Article posted on 19.04.2009
First up was Super Flyweight, Drian Francisco (16-0, 1, 12 KOs) vs. the embryo level, Sahril Fabanyo (2-2-1). Midway into the second round, Francisco landed a monster left hook to the solar plexus that ended it for Fabanyo..
Second on the card was Sonny Boy Yaro (30-7-5, 19 KOs) who scored a first round KO against the only Filipino to lose during this event—Eriberto Gejon (25-5-1, 14 KOs). This fight lasted about a minute, when Sonny Boy landed a roundhouse right that ended the night for Gejon. Two fights over in less than a half hour, fantastic!

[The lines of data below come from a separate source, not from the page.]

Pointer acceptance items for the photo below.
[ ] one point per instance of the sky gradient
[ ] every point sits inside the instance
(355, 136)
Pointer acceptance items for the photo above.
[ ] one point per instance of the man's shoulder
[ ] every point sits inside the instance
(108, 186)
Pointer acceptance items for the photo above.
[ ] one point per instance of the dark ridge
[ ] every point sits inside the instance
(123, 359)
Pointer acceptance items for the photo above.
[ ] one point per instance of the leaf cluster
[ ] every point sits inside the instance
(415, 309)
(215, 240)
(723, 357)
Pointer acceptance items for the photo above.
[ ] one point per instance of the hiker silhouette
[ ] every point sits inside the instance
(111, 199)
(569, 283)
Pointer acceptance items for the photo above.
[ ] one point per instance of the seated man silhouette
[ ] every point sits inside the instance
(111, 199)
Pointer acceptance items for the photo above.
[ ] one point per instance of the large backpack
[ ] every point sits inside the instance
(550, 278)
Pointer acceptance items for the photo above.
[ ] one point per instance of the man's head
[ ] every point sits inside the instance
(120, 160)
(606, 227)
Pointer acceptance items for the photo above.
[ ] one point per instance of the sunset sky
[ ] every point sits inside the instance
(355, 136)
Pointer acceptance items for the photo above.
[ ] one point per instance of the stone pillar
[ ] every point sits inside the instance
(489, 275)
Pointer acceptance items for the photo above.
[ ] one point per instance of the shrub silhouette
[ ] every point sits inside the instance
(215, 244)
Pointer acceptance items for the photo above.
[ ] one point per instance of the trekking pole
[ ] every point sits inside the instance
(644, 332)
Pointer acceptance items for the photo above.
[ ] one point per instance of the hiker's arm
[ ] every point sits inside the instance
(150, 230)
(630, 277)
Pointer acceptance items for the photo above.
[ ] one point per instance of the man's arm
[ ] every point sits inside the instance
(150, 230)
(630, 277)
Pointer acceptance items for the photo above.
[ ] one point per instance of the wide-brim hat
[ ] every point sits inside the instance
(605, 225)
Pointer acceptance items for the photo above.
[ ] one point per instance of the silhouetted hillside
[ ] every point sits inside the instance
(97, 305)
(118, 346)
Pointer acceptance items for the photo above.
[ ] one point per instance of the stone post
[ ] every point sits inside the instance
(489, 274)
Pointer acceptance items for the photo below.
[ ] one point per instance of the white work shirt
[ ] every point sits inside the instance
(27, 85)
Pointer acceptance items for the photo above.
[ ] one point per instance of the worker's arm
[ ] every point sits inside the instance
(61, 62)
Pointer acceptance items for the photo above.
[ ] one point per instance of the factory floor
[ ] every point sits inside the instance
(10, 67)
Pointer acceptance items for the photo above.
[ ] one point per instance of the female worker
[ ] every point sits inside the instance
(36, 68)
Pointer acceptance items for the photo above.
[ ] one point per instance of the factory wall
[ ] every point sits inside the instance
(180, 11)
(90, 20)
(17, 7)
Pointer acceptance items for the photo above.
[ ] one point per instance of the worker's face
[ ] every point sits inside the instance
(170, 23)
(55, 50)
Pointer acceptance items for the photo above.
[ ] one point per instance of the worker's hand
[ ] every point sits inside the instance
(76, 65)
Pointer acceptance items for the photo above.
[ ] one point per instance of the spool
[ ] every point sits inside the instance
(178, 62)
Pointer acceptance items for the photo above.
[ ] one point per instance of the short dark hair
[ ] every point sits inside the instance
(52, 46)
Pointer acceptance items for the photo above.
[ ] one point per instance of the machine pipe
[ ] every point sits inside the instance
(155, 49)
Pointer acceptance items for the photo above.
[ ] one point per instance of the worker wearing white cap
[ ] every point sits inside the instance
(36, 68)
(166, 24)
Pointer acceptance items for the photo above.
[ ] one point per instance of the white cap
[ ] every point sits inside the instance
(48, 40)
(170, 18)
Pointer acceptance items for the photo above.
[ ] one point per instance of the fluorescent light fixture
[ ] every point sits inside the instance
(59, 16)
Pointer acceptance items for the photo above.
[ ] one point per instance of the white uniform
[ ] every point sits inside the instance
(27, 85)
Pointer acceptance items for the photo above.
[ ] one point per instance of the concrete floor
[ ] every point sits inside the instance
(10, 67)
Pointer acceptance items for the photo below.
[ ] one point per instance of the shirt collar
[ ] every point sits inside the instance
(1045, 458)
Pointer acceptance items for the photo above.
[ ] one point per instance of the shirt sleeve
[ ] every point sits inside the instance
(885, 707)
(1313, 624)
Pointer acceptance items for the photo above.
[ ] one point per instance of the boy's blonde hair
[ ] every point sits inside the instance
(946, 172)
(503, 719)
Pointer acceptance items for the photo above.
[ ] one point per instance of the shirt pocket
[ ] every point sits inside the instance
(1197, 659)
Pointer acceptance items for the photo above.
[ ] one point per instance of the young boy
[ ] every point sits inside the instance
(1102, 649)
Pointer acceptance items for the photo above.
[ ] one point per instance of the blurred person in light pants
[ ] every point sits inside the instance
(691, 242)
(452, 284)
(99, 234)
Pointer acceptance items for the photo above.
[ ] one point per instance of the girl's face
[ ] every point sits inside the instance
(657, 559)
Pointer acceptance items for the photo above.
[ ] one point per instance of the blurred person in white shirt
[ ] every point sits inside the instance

Third up was Denver Cuello (16-2-5, 8 KOs) against Japan’s Hiroshi Matsumoto (18-10-4, 8 KOs). Matsumoto was downed in the third and it was over in the fourth, after Cuello landed a nasty uppercut that put the period on the sentence. 103-pound Denver Cuello may fight at Minimum Weight but he’s charismatic, exciting and delivers maximum entertainment. I look forward to seeing him fight again. The Philippines is a gold mine of rising stars following the success of Philippine Super Star, Manny Pacquaio, who may be more beloved in the Philippines than any fighter is loved anywhere else—except for maybe his up coming opponent—Ricky Hatton.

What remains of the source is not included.